# Bert Model V2
### Operating with GPU support on Mac M2 Pro

In VScode, if the kernel doesnt show up automatically, go to VS code settings->user->extensions->python->Env File. Enter ${workspaceFolder}/venv/.env into the path.

Go back to this notebook, select kernel again. It should be under the Jupyter Kernel... choice, and its called venv.
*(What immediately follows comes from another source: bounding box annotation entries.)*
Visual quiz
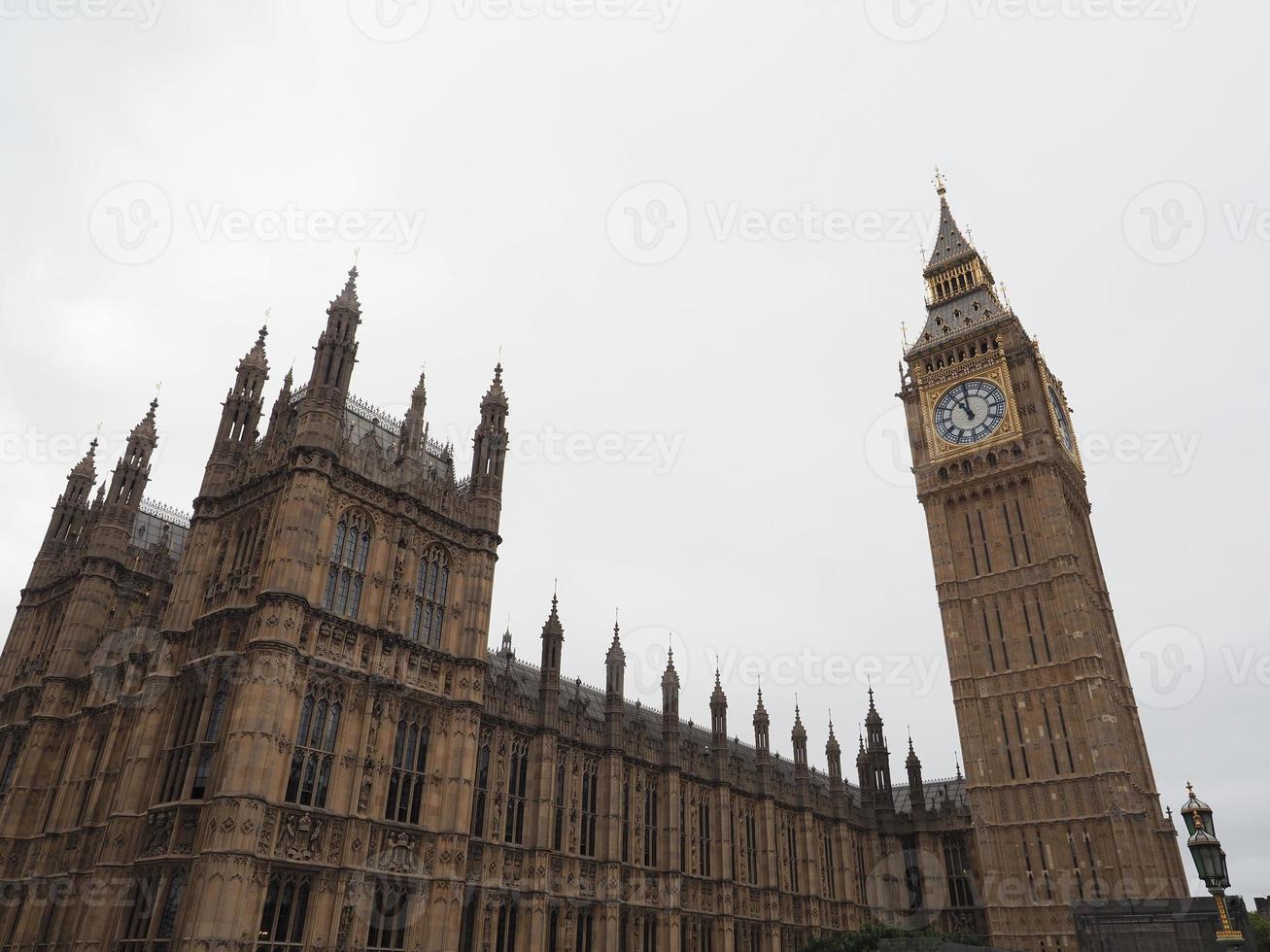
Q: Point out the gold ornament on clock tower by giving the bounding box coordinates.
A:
[901,179,1187,949]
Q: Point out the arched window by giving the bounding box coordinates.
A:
[256,872,313,952]
[323,510,375,618]
[410,548,450,647]
[384,716,430,823]
[286,690,342,807]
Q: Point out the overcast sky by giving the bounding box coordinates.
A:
[0,0,1270,898]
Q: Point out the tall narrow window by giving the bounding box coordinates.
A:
[641,912,657,952]
[1054,698,1076,773]
[578,761,600,856]
[976,509,992,575]
[494,900,517,952]
[822,827,839,899]
[1001,711,1016,779]
[365,880,410,952]
[785,821,799,893]
[459,891,479,952]
[410,548,450,647]
[572,909,595,952]
[621,770,632,864]
[503,740,530,843]
[644,777,658,866]
[472,740,489,836]
[323,510,373,618]
[116,869,186,952]
[0,730,21,803]
[160,691,203,802]
[698,791,710,876]
[1014,499,1031,562]
[1040,699,1062,775]
[189,691,224,799]
[745,812,758,886]
[1014,707,1031,779]
[551,750,566,853]
[944,833,974,909]
[285,688,342,807]
[256,872,313,952]
[679,787,688,872]
[964,513,979,575]
[384,715,430,823]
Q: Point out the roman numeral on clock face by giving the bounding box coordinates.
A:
[934,380,1006,446]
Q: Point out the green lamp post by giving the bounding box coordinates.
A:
[1183,783,1244,948]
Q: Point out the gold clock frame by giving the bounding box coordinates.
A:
[922,356,1020,462]
[1037,357,1084,472]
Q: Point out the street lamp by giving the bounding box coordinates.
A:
[1183,783,1244,948]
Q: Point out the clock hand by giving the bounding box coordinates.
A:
[957,384,974,421]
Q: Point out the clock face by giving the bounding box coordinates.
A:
[935,380,1006,446]
[1049,388,1076,453]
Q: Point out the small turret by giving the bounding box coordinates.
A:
[264,369,296,444]
[538,595,564,726]
[865,688,893,806]
[754,688,772,763]
[45,436,96,542]
[604,622,626,707]
[296,265,361,453]
[905,732,926,814]
[604,620,626,750]
[472,363,509,493]
[824,716,842,792]
[790,700,807,777]
[397,371,428,463]
[199,327,269,495]
[710,665,728,750]
[105,397,158,510]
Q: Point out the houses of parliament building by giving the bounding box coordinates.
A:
[0,186,1187,952]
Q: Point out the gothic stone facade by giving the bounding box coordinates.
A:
[0,269,980,952]
[901,183,1188,949]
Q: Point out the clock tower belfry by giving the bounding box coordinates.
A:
[899,179,1188,949]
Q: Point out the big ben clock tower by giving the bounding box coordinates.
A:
[901,181,1187,949]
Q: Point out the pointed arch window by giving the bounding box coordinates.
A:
[385,715,431,824]
[323,510,375,618]
[365,880,410,952]
[256,872,313,952]
[116,868,186,952]
[286,690,343,807]
[410,547,450,647]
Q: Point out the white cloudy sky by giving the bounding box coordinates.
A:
[0,0,1270,897]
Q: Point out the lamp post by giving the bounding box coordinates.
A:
[1183,783,1244,949]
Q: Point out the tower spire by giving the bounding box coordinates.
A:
[105,396,158,510]
[199,325,269,495]
[909,167,1010,355]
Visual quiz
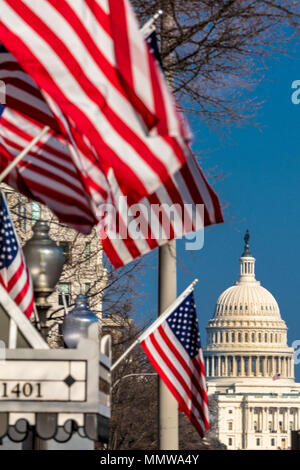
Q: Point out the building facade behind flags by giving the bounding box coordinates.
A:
[204,232,300,450]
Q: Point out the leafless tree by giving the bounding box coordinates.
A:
[133,0,300,126]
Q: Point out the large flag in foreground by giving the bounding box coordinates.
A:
[0,0,189,202]
[0,193,34,318]
[140,291,209,437]
[0,38,223,267]
[0,0,223,267]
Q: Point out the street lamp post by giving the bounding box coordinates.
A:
[23,220,64,450]
[23,220,64,340]
[63,294,99,348]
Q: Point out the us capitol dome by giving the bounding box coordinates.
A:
[203,230,300,450]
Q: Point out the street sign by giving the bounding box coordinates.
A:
[0,325,101,413]
[0,360,87,402]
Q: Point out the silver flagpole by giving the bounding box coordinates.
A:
[0,126,50,183]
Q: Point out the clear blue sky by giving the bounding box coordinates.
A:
[132,42,300,381]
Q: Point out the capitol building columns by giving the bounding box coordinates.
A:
[203,232,300,450]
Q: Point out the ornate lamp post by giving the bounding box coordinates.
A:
[63,294,99,348]
[23,220,64,339]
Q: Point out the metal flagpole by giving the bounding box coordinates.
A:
[158,0,179,450]
[0,126,50,183]
[110,279,198,371]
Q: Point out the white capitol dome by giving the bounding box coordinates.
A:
[204,231,294,379]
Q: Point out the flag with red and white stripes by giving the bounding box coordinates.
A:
[99,154,223,267]
[0,194,34,318]
[0,38,223,267]
[0,0,189,202]
[0,0,223,267]
[0,107,97,234]
[140,291,209,437]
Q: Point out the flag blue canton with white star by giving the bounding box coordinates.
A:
[0,194,34,318]
[141,291,209,437]
[167,292,201,358]
[0,197,18,269]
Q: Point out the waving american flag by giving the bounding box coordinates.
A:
[0,194,33,318]
[140,291,209,437]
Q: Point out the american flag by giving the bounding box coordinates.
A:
[0,107,97,233]
[141,291,209,437]
[0,0,190,202]
[0,194,34,318]
[272,374,280,380]
[0,0,223,267]
[0,34,223,268]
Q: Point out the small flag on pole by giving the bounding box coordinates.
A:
[141,291,209,437]
[0,194,34,318]
[272,374,280,380]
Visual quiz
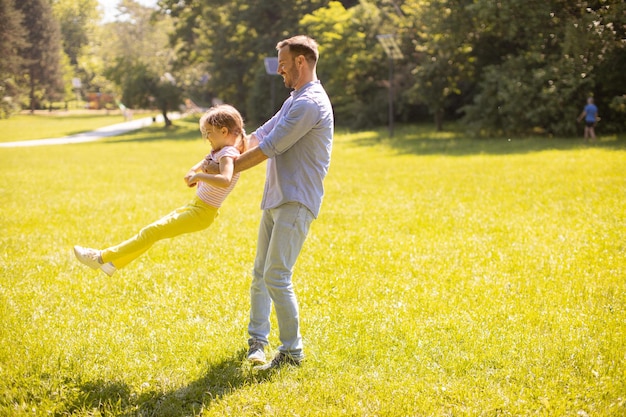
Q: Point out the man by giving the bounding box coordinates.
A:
[578,97,600,141]
[216,36,334,370]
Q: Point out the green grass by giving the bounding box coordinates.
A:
[0,111,130,143]
[0,121,626,417]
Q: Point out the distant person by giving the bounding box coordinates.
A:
[204,36,334,370]
[578,97,600,141]
[74,104,247,276]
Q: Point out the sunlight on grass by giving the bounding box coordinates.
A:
[0,112,133,142]
[0,121,626,416]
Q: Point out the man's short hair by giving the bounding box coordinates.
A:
[276,35,319,65]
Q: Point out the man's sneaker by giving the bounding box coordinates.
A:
[254,352,302,371]
[74,246,102,269]
[100,262,117,277]
[248,339,265,364]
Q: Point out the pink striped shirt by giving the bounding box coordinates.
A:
[196,146,240,208]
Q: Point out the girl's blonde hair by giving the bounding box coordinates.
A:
[200,104,248,153]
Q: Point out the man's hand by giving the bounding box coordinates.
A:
[201,159,220,175]
[183,170,198,188]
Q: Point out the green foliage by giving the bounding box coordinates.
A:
[0,0,28,119]
[464,0,626,136]
[100,0,184,126]
[16,0,64,110]
[0,120,626,417]
[300,1,387,127]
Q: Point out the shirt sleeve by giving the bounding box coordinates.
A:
[259,99,319,158]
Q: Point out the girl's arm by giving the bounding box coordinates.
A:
[183,159,205,187]
[201,133,256,174]
[189,156,235,188]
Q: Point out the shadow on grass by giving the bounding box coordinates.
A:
[346,125,626,156]
[102,120,203,144]
[66,349,273,417]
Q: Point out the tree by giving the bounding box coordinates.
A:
[52,0,100,67]
[102,0,182,126]
[16,0,63,111]
[458,0,624,135]
[0,0,28,118]
[159,0,328,121]
[300,1,388,128]
[402,0,474,130]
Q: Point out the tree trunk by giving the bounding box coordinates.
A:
[435,109,443,132]
[161,109,172,127]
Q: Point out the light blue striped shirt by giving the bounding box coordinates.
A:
[254,81,334,217]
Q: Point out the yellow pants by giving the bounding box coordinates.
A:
[101,196,217,269]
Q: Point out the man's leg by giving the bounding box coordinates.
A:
[248,210,274,347]
[263,203,313,359]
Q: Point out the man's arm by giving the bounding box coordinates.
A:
[235,146,267,172]
[202,134,267,174]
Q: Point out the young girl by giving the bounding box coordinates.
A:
[74,105,247,276]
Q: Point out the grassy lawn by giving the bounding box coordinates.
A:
[0,111,132,142]
[0,121,626,417]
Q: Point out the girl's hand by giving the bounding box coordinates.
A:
[184,171,198,188]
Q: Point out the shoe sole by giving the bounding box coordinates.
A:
[73,246,100,271]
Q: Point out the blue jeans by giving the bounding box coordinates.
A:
[248,203,313,359]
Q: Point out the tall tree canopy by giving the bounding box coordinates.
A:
[16,0,64,111]
[0,0,28,119]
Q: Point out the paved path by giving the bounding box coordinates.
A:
[0,113,180,148]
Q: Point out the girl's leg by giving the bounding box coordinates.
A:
[101,197,217,269]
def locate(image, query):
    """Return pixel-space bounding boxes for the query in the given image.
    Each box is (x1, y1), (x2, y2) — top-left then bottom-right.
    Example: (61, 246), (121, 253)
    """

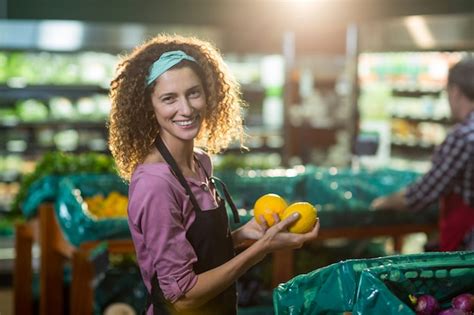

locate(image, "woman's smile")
(152, 67), (207, 141)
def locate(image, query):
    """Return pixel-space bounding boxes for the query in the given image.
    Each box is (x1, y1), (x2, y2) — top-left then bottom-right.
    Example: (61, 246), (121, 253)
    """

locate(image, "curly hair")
(108, 35), (244, 180)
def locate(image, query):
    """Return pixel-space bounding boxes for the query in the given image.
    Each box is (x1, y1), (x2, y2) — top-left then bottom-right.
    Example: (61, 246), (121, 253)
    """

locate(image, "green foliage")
(11, 152), (117, 215)
(214, 154), (281, 172)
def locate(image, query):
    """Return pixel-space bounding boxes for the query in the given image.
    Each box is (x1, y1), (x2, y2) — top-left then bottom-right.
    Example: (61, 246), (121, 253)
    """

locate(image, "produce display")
(11, 152), (116, 215)
(84, 191), (128, 219)
(409, 293), (474, 315)
(254, 193), (317, 234)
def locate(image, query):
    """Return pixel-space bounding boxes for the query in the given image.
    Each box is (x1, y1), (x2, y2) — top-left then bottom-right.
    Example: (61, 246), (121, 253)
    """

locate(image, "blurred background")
(0, 0), (474, 314)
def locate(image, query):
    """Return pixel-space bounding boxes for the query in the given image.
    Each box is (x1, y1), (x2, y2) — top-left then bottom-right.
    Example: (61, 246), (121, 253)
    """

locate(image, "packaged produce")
(84, 191), (128, 219)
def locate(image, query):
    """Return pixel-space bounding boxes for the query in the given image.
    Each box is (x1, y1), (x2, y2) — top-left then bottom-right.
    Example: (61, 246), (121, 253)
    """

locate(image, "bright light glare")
(38, 21), (84, 51)
(404, 16), (435, 48)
Make sure to activate it in terminal in the 'bertModel_v2' folder using the command $source venv/bin/activate

<h2>Imports</h2>

In [1]:
import torch
from transformers import BertTokenizer, BertForSequenceClassification
from torch.utils.data import DataLoader, Dataset
from sklearn.model_selection import train_test_split
from sklearn.metrics import precision_score, recall_score, f1_score
import numpy as np
import pandas as pd
from datetime import datetime

  from .autonotebook import tqdm as notebook_tqdm


<h2>Confirm GPU support</h2>

In [2]:
global device
#Check if GPU support is enabled. returns: device object, msg
def check_device():
    msg = ''
    if torch.backends.mps.is_available():
        mps_device = torch.device("mps")
        x = torch.ones(1, device=mps_device)    
        msg=x
    else:
        msg="MPS device not found."
    return msg
print(check_device())

tensor([1.], device='mps:0')


## BERT Model

In [3]:
class bertModel(Dataset):
    def __init__(self, dataPath= '../../sample.csv', testSize=0.2, randomState=42):
        #data
        self.datasetPath = dataPath
        self.dataFrame = pd.read_csv(dataPath)
        self.texts = self.dataFrame['text'].tolist()
        self.labels = self.dataFrame['label'].tolist()


        #parameters
        self.batch_size = 8
        self.max_len = 16
        self.epochs = 4
        
        #hyperparameters
        self.test_size = testSize
        self.random_state = randomState
        self.learn_rate = 2e-5

        # datasets
        self.train_texts, self.val_texts, self.train_labels, self.val_labels = None, None, None, None
        
        #device
        self.device = torch.device("mps") if torch.backends.mps.is_available() else "cpu"

        #objects
        self.tokenizer = BertTokenizer.from_pretrained('bert-base-uncased')
        
        self.model = BertForSequenceClassification.from_pretrained('bert-base-uncased', num_labels=6)
        
        self.model.to("mps")
        self.train_loader = None
        self.val_dataset = None


    # Define a custom dataset class
    class CustomDataset(Dataset):
        def __init__(self, texts, labels, tokenizer, max_len):
            self.texts = texts
            self.labels = labels
            self.tokenizer = tokenizer
            self.max_len = max_len

        def __len__(self):
            return len(self.texts)

        def __getitem__(self, idx):
            text = str(self.texts[idx])
            label = self.labels[idx]

            encoding = self.tokenizer.encode_plus(
                text,
                add_special_tokens=True,
                max_length=self.max_len,
                return_token_type_ids=False,
                padding='max_length',
                truncation=True,
                return_attention_mask=True,
                return_tensors='pt',
            )
            input_ids = encoding['input_ids'].flatten()
            attention_mask = encoding['attention_mask'].flatten()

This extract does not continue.